По привычке Фарадей везде путешествовал со своей аптечкой. Теперь он благодарил Бога, что эта привычка не подвела его и в пустыне. Войдя в палатку, он увидел восемь обеспокоенных человек у походной кровати, на которой лежал пожилой джентльмен с белыми усами. Он спал, дыхание его было прерывистым. Все посмотрели на Фарадея, а когда он им сказал, что он врач, радостно закричали.
Он опустился возле больного и попросил всех освободить палатку. Казалось, они обрадовались возможности выбраться на свежий сумеречный воздух. Но одна молодая женщина осталась. У нее были такие изумительно белые, как платина, волосы, каких Фарадей в жизни своей не видел. Она, казалось, не замечала присутствия Фарадея и продолжала сидеть возле кровати больного, держа его за слабую руку.

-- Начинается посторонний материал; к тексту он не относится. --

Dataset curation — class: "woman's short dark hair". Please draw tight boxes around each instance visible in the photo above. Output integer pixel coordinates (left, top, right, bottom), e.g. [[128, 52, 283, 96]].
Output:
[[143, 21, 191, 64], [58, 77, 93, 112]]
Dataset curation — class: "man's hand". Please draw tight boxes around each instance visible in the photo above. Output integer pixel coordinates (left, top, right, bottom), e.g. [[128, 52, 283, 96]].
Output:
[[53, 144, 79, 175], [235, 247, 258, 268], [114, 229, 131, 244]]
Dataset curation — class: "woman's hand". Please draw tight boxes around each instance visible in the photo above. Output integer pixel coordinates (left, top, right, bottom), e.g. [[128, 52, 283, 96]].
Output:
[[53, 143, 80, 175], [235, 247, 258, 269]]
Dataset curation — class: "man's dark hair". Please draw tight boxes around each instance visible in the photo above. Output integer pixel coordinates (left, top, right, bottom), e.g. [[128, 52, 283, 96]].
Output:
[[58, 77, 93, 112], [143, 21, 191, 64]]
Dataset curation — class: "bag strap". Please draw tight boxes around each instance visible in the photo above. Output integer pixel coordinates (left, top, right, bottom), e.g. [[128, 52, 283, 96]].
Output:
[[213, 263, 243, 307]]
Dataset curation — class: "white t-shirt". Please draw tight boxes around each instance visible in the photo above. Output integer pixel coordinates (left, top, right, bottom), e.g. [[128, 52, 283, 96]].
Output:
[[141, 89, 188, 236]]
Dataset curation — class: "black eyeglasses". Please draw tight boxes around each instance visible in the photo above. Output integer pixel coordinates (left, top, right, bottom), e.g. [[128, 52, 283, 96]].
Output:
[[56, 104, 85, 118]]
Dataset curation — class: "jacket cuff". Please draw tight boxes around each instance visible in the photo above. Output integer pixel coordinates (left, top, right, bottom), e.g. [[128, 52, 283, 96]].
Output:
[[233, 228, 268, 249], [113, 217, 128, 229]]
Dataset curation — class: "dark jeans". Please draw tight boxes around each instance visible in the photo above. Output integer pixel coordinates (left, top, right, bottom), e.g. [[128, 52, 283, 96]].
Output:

Пока Фарадей открывал аптечку и доставал стетоскоп, он внимательно изучал лицо пожилого мужчины. Поскольку все остальные члены группы были молоды и выглядели как студенты, он догадался, что это профессор Делафилд, который приехал на восток изучать индейские пиктографии. Что произошло и почему он оказался в таком состоянии?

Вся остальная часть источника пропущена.